[PATCH v3 0/8] Allow clean/smudge filters to handle huge files in the LLP64 data model

[Date Prev][Date Next][Thread Prev][Thread Next][Date Index][Thread Index]

 



This patch series came in via the Git for Windows fork
[https://github.com/git-for-windows/git/pull/3487], and I intend to merge it
before v2.34.0-rc0, therefore I appreciate every careful review you gentle
people can spare.

The x86_64 variant of Windows uses the LLP64 data model, where the long data
type is 32-bit. This is very different from the LP64 data model used e.g. by
x86_64 Linux, where unsigned long is 64-bit.

Most notably, this means that sizeof(unsigned long) != sizeof(size_t) in
general.

However, since Git was born in the Linux ecosystem, where that inequality
does not hold true, it is understandable that unsigned long is used in many
code locations where size_t should have been used. As a consequence, quite a
few things are broken e.g. on Windows, when it comes to 4GB file contents or
larger.

Using Git LFS [https://git-lfs.github.io/] trying to work around such issues
is one such a broken scenario. You cannot git checkout, say, 5GB files. Huge
files will be truncated to whatever the file size is modulo 4GB (in the case
of a 5GB file, it would be truncated to 1GB).

This patch series primarily fixes the Git LFS scenario, by allowing clean
filters to accept 5GB files, and by allowing smudge filters to produce 5GB
files.

The much larger project to teach Git to use size_t instead of unsigned long
in all the appropriate places is hardly scratched by this patch series.

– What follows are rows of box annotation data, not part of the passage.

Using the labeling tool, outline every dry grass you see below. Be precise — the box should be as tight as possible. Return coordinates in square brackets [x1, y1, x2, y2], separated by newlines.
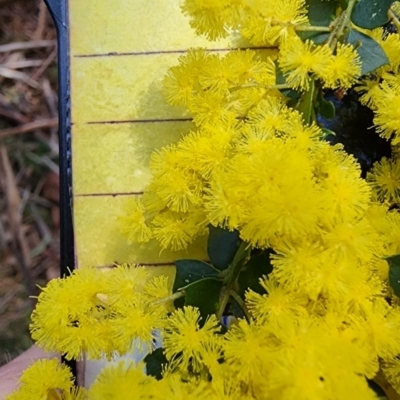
[0, 0, 59, 364]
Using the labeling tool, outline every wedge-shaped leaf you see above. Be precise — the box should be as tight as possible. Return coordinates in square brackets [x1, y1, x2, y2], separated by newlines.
[317, 91, 335, 119]
[351, 0, 393, 29]
[386, 254, 400, 297]
[173, 260, 219, 293]
[296, 76, 315, 125]
[207, 225, 241, 271]
[238, 249, 273, 297]
[144, 347, 168, 380]
[184, 278, 223, 323]
[347, 29, 389, 75]
[298, 0, 336, 44]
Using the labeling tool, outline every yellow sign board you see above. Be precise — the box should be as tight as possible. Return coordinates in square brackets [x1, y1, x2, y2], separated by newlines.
[69, 0, 236, 267]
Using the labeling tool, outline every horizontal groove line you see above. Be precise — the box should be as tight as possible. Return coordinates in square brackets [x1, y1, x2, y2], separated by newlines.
[74, 192, 143, 197]
[73, 46, 277, 58]
[96, 259, 210, 269]
[96, 261, 175, 269]
[86, 118, 193, 125]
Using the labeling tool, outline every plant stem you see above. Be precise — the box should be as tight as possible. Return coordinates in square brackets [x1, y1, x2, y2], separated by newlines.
[293, 25, 332, 32]
[271, 21, 332, 32]
[229, 83, 290, 92]
[388, 9, 400, 32]
[229, 290, 252, 322]
[373, 369, 400, 400]
[327, 0, 357, 51]
[217, 242, 250, 321]
[150, 291, 185, 306]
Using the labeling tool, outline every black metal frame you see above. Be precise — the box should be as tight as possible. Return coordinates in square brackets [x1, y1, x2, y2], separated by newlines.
[44, 0, 76, 375]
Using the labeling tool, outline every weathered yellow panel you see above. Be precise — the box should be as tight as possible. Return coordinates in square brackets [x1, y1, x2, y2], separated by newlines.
[72, 122, 194, 195]
[69, 0, 228, 55]
[69, 0, 220, 266]
[74, 196, 206, 267]
[71, 54, 188, 123]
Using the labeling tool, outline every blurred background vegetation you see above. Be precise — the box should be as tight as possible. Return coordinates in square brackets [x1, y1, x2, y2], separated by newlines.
[0, 0, 59, 365]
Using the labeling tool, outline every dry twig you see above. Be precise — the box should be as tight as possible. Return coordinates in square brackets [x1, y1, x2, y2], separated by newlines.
[0, 118, 58, 139]
[0, 40, 56, 53]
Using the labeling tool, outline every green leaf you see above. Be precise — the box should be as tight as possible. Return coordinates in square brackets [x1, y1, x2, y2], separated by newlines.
[296, 76, 315, 125]
[347, 29, 389, 75]
[173, 260, 219, 293]
[321, 128, 336, 140]
[306, 0, 336, 26]
[297, 0, 336, 44]
[316, 90, 335, 119]
[386, 254, 400, 297]
[184, 278, 223, 323]
[351, 0, 393, 29]
[207, 225, 241, 271]
[237, 249, 274, 298]
[144, 347, 168, 380]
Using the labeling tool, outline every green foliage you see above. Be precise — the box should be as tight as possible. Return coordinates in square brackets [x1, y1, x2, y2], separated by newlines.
[347, 29, 389, 75]
[238, 249, 273, 297]
[207, 225, 241, 271]
[298, 0, 336, 44]
[172, 260, 219, 308]
[144, 347, 167, 380]
[184, 278, 223, 323]
[173, 260, 218, 293]
[296, 76, 315, 125]
[351, 0, 393, 29]
[316, 90, 335, 119]
[386, 254, 400, 297]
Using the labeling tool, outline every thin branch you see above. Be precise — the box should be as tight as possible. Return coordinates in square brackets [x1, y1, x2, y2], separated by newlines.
[229, 290, 252, 322]
[151, 291, 185, 306]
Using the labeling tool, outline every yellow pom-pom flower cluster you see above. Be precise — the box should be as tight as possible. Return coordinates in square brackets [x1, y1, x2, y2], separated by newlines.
[10, 0, 400, 400]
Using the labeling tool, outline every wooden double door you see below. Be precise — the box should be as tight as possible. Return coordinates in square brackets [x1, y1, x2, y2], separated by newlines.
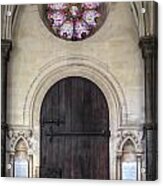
[40, 77, 109, 179]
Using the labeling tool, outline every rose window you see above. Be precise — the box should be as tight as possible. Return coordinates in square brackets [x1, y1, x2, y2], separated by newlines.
[45, 3, 105, 41]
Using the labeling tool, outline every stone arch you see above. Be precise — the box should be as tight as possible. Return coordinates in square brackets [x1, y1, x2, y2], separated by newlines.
[120, 137, 137, 152]
[23, 56, 127, 179]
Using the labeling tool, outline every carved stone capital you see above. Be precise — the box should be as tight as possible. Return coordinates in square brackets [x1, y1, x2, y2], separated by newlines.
[139, 36, 157, 59]
[117, 130, 143, 154]
[1, 40, 12, 62]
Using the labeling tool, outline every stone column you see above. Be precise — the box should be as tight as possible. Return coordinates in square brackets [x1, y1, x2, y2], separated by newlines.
[140, 36, 158, 180]
[1, 40, 12, 177]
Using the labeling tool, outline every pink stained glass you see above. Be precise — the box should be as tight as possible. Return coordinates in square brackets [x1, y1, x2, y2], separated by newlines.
[47, 3, 102, 41]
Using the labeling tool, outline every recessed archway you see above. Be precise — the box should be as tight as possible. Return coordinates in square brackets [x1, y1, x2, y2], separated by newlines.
[24, 56, 127, 179]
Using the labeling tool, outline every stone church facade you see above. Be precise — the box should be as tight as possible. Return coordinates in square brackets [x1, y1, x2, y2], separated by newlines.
[1, 1, 157, 180]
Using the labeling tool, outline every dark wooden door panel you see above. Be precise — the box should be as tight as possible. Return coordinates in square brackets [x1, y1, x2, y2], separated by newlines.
[40, 77, 109, 179]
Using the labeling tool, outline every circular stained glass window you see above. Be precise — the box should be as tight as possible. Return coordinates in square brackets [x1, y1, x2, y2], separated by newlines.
[44, 3, 106, 41]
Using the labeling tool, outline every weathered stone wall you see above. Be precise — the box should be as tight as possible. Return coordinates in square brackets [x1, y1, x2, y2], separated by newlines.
[7, 3, 144, 179]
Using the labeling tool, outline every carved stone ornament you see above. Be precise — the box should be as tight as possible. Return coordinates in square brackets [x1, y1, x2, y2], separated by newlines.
[7, 129, 33, 152]
[117, 130, 143, 155]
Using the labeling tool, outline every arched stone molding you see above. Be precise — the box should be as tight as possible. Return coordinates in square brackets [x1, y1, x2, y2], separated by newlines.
[7, 128, 33, 154]
[117, 129, 144, 155]
[23, 56, 127, 179]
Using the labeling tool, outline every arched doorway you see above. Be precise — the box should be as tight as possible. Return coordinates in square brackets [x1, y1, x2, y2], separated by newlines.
[40, 77, 109, 179]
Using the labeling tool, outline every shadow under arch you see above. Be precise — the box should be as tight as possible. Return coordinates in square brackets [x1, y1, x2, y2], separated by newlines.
[23, 56, 127, 179]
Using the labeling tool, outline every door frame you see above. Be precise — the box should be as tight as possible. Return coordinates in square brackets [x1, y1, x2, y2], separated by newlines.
[23, 57, 127, 180]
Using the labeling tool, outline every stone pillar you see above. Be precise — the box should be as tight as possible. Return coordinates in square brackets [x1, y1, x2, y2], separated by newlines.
[1, 40, 12, 177]
[140, 36, 158, 180]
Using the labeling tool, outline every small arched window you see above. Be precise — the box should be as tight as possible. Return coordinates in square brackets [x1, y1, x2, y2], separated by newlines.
[14, 139, 29, 178]
[121, 139, 138, 180]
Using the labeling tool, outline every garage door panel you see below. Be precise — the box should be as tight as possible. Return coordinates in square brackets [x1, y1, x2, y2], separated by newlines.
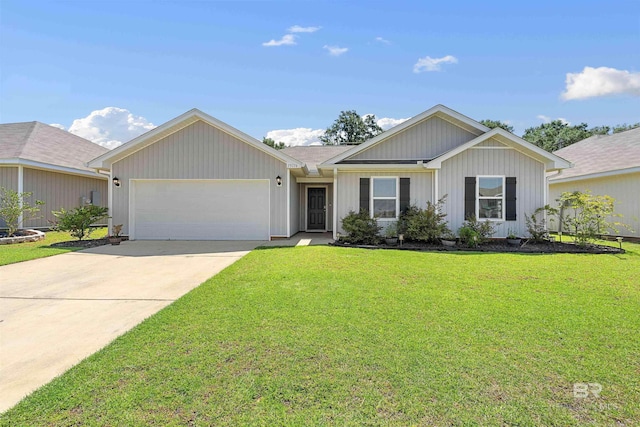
[133, 180, 269, 240]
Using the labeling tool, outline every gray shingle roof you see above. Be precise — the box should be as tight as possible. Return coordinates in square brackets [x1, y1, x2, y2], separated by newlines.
[0, 122, 109, 171]
[549, 128, 640, 181]
[282, 145, 353, 173]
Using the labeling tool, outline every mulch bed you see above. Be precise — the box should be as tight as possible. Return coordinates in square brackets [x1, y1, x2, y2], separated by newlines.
[332, 241, 625, 254]
[51, 237, 109, 249]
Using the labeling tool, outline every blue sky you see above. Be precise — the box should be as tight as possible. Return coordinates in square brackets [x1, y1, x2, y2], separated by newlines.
[0, 0, 640, 145]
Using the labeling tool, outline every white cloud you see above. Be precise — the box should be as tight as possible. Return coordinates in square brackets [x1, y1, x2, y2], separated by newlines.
[322, 45, 349, 56]
[413, 55, 458, 73]
[262, 34, 296, 47]
[65, 107, 156, 148]
[287, 25, 322, 33]
[562, 67, 640, 100]
[377, 117, 409, 130]
[267, 128, 324, 146]
[536, 114, 571, 126]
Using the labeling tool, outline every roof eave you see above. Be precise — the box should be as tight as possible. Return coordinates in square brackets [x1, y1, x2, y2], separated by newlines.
[88, 108, 306, 170]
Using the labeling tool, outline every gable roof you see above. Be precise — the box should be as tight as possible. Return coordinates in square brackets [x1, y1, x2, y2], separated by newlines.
[281, 145, 351, 174]
[549, 128, 640, 181]
[322, 104, 489, 166]
[0, 122, 109, 174]
[89, 108, 305, 170]
[424, 128, 571, 171]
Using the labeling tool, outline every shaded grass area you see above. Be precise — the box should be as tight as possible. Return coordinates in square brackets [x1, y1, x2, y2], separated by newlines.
[0, 244, 640, 426]
[0, 227, 107, 265]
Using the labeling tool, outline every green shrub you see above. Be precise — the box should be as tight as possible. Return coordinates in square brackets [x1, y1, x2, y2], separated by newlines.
[559, 191, 627, 246]
[342, 209, 382, 245]
[52, 205, 109, 240]
[400, 195, 451, 243]
[0, 187, 44, 236]
[458, 215, 496, 248]
[524, 205, 558, 243]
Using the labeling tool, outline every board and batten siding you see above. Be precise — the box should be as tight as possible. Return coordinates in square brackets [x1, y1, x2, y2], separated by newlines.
[112, 120, 291, 236]
[23, 168, 108, 227]
[349, 117, 477, 160]
[337, 170, 433, 233]
[438, 143, 546, 237]
[0, 166, 18, 228]
[549, 173, 640, 241]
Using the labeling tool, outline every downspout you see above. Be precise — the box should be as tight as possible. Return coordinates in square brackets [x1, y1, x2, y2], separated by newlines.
[107, 169, 113, 236]
[18, 164, 24, 228]
[433, 169, 439, 203]
[332, 168, 338, 240]
[287, 169, 291, 238]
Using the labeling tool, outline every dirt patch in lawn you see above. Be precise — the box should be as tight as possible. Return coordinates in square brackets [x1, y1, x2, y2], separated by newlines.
[50, 237, 109, 249]
[332, 241, 625, 254]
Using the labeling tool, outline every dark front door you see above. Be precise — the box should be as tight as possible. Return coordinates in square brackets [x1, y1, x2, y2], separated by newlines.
[307, 188, 327, 231]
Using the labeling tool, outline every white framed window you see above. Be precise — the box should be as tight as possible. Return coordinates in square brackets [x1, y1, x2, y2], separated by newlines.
[476, 176, 505, 221]
[370, 176, 400, 219]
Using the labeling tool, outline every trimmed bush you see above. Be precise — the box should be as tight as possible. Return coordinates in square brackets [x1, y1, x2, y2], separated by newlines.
[399, 195, 451, 243]
[52, 205, 109, 240]
[342, 209, 382, 245]
[458, 215, 496, 248]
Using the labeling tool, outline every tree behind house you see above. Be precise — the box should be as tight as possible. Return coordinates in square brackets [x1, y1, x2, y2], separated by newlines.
[480, 119, 513, 133]
[262, 136, 286, 150]
[320, 110, 383, 145]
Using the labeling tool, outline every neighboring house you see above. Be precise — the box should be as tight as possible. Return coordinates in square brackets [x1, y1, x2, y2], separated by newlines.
[549, 128, 640, 237]
[89, 105, 570, 240]
[0, 122, 107, 228]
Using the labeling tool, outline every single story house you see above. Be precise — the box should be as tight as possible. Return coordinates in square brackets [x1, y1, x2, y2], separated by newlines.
[89, 105, 570, 240]
[549, 128, 640, 237]
[0, 122, 108, 228]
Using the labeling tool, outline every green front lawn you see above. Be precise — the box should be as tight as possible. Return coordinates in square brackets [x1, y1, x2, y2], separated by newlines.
[0, 227, 107, 265]
[0, 244, 640, 426]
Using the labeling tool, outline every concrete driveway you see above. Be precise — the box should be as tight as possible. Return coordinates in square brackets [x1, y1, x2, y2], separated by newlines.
[0, 241, 266, 412]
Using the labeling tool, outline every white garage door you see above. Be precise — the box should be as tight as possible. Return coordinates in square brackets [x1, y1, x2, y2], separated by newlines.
[130, 180, 270, 240]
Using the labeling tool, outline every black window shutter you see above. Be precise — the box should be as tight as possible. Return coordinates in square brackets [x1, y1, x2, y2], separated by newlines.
[360, 178, 370, 212]
[400, 178, 411, 213]
[504, 176, 516, 221]
[464, 176, 476, 219]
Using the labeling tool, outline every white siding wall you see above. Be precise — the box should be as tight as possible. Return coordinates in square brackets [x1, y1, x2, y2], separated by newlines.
[549, 173, 640, 241]
[337, 170, 433, 233]
[438, 148, 545, 237]
[0, 166, 18, 228]
[112, 121, 290, 236]
[350, 117, 476, 160]
[24, 168, 108, 227]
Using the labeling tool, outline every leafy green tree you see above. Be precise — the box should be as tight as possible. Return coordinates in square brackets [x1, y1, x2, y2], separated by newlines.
[522, 120, 609, 151]
[52, 205, 109, 240]
[320, 110, 382, 145]
[262, 136, 286, 150]
[559, 191, 627, 246]
[613, 122, 640, 133]
[480, 119, 513, 133]
[0, 187, 44, 236]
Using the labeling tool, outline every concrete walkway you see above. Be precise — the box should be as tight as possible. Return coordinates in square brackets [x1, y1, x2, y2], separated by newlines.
[0, 241, 262, 412]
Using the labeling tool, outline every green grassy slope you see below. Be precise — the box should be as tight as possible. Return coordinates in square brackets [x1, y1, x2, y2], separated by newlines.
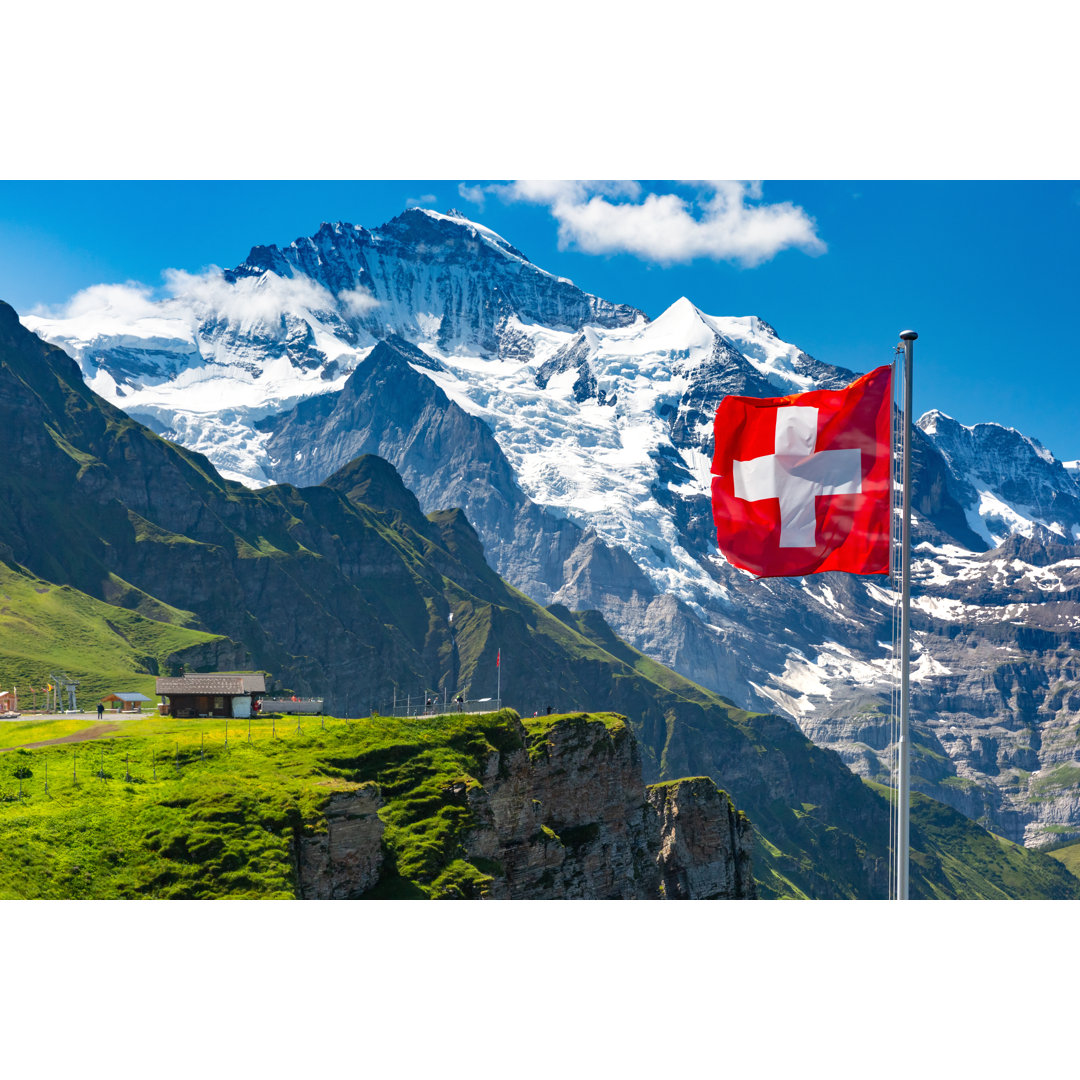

Side note: The fix for the clean filter included in this series does not
actually affect Git LFS! The reason is that Git LFS marks its filter as
required, and therefore Git streams the file contents to Git LFS via a file
descriptor (which is unaffected by LLP64). A "clean" filter that is not
marked as required, however, lets Git take the code path that is fixed by
this patch series.

Changes since v2:

 * The test cases now use a prereq to avoid running in 32-bit setups (where
   they would be guaranteed to fail).
 * The SIZE_T_IS64BIT prereq specifically does not follow LONG_IS_64BIT, by
   testing for exactly 64 bits.
 * The code comment above unsigned_left_shift_overflows() was fixed.
 * unsigned_left_shift_overflows() now verifies that shift is smaller than
   the bit size of the operand.
 * genzeros now marks its buffer of NULs as const.
 * The error check in the infinite loop genzeros was fixed.

Changes since v1:

 * Removed extraneous "Signed-off-by:" lines from "git-compat-util:
   introduce more size_t helpers".
 * Integrated Carlo's patch to allow genzeros to generate large amounts of
   NULs, even in LLP64 data models.
 * Using test-tool genzeros instead of dd if=/dev/zero, to help HP NonStop
   (which appears to use the LP64 data model and therefore should pass the
   new test cases even without the fixes provided in this patch series).
 * Accelerating genzeros to have performance characteristics similar to dd
   if=/dev/zero instead of being ~50x slower.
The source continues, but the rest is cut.